Support for automatic replacement of unreachable nodes in RKE2 machine pool #35275

snasovich · 2021-10-26T01:54:36Z

A new field should be supported on machine pool definition to specify the threshold for how long a node can stay unreachable before it's replaced. TBD if the option should be added to provisioning.cattle.io.clusters -> spec.machinePools[i] object or something else.

Then, support for logic utilizing this new field should be added to the V2 provisioning engine. This should be supported on CAPI (Cluster API) side per kubernetes-sigs/cluster-api#1990.

The text was updated successfully, but these errors were encountered:

paynejacob · 2022-01-21T16:17:37Z

Root cause

new feature

What was fixed, or what changes have occurred

Health checks were added to support self healing node pools

Areas or cases that should be tested

node failures
upgrades
scaling up and down

What areas could experience regressions?

upgrades
scaling up and down

Are the repro steps accurate/minimal?

see this comment for test cases #35916 (comment)

timhaneunsoo · 2022-02-17T18:26:23Z

Upon further testing, the following was found:

maxUnhealthy is set to intstr.IntOrString but the required value is int or percentage.

denied the request: MachineHealthCheck.cluster.x-k8s.io "timrke2122-timrke2cp" is invalid: spec.maxUnhealthy: Invalid value: intstr.IntOrString{Type:1, IntVal:0, StrVal:"3"}: must be either an int or a percentage: invalid value for IntOrString: invalid type: string is not a percentage

When passing an integer into the yaml, user is stopped by the following error,

Unable to test other scenarios due to maxUnhealthy issue.

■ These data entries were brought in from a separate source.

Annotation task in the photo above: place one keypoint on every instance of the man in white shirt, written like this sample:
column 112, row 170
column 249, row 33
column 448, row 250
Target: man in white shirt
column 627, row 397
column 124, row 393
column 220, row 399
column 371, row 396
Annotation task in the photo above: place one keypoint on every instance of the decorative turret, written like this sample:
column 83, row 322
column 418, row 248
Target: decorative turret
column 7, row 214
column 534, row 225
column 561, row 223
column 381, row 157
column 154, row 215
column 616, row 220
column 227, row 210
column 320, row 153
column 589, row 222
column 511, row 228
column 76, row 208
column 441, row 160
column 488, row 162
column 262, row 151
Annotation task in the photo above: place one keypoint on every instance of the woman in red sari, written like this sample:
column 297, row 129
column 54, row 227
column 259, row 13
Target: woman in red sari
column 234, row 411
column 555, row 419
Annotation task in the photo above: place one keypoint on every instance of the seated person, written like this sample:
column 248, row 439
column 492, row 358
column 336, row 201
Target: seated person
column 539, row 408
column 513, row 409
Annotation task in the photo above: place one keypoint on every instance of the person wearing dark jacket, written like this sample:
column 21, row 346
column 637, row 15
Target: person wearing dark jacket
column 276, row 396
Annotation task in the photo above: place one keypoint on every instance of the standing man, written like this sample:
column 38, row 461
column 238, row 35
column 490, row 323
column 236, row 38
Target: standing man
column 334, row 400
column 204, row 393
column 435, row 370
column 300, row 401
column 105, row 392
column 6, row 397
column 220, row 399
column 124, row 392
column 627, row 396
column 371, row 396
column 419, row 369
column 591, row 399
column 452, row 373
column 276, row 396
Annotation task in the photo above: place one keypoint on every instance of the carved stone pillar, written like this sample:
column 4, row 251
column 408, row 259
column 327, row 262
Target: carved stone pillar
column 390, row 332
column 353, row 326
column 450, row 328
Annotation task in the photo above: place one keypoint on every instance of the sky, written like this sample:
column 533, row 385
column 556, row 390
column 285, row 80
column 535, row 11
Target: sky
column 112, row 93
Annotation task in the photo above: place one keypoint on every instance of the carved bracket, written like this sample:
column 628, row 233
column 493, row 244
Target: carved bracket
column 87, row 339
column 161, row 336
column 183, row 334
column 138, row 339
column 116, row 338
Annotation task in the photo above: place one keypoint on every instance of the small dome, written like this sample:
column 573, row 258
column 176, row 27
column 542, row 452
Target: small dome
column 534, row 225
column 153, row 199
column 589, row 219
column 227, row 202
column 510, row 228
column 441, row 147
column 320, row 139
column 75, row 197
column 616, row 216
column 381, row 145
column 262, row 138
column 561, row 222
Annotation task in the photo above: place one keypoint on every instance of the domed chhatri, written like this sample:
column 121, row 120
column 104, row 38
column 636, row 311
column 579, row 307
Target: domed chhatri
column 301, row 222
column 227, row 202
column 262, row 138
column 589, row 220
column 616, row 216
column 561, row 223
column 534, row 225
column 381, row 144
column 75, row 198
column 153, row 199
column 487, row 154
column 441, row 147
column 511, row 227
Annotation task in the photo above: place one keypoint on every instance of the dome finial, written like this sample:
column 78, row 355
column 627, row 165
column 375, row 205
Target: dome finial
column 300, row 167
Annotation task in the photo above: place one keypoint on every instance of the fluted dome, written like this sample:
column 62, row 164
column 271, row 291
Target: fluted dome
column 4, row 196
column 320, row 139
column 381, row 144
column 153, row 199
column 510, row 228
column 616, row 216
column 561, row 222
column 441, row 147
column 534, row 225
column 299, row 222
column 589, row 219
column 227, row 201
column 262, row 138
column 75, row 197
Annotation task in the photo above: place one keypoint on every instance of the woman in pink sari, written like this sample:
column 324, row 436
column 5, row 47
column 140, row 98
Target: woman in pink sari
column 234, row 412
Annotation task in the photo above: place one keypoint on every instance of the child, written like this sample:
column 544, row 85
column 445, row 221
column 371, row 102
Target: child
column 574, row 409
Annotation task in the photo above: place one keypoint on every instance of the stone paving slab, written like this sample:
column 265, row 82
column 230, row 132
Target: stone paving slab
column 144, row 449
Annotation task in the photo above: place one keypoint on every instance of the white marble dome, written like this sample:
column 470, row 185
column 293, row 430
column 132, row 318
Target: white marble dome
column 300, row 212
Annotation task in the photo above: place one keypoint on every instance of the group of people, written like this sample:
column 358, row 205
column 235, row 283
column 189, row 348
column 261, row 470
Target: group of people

timhaneunsoo · 2022-02-22T20:29:17Z

Test Environment:

Rancher version: v2.6-head e55a04c
Rancher cluster type: HA
Docker version: 20.10

Downstream cluster type: RKE2 AWS Node driver

Testing:

Tested this issue with the following scenarios:

upgraded k8s version
forced node failure inside nodeStartupTimeout: node was replaced after nodeStartupTimeout
forced node failure outside of nodeStartupTimeout: node was replaced within 1 to 2 UnhealthyNodeTimeout periods
forced multiple node failures exceeding MaxUnhealthy: nodes were marked failed but not replaced. After - manually deleting enough nodes to be below the MaxUnhealthy: the remaining nodes were automatically replaced.

Result

Still seem to getting the same issue

k8s v1.21 - Low Pass

Cluster seems to change state to "Provisioning" but does not seem to be provisioning another node. Cluster is stuck in this state and nothing happens. - Fail
forced node failure outside of nodeStartupTimeout: node was replaced within 1 to 2 UnhealthyNodeTimeout periods - Pass
forced multiple node failures exceeding MaxUnhealthy: nodes were marked failed but not replaced. After - manually deleting enough nodes to be below the MaxUnhealthy: the remaining nodes were automatically replaced but stuck in provisioning (view image below). - Low Pass

k8s v1.22 - Low Pass

The results are same as v1.21 where cluster is stuck in "Provisioning" state and all other scenarios pass

paynejacob · 2022-02-23T22:07:43Z

@timhaneunsoo I tested this and it is working as expected.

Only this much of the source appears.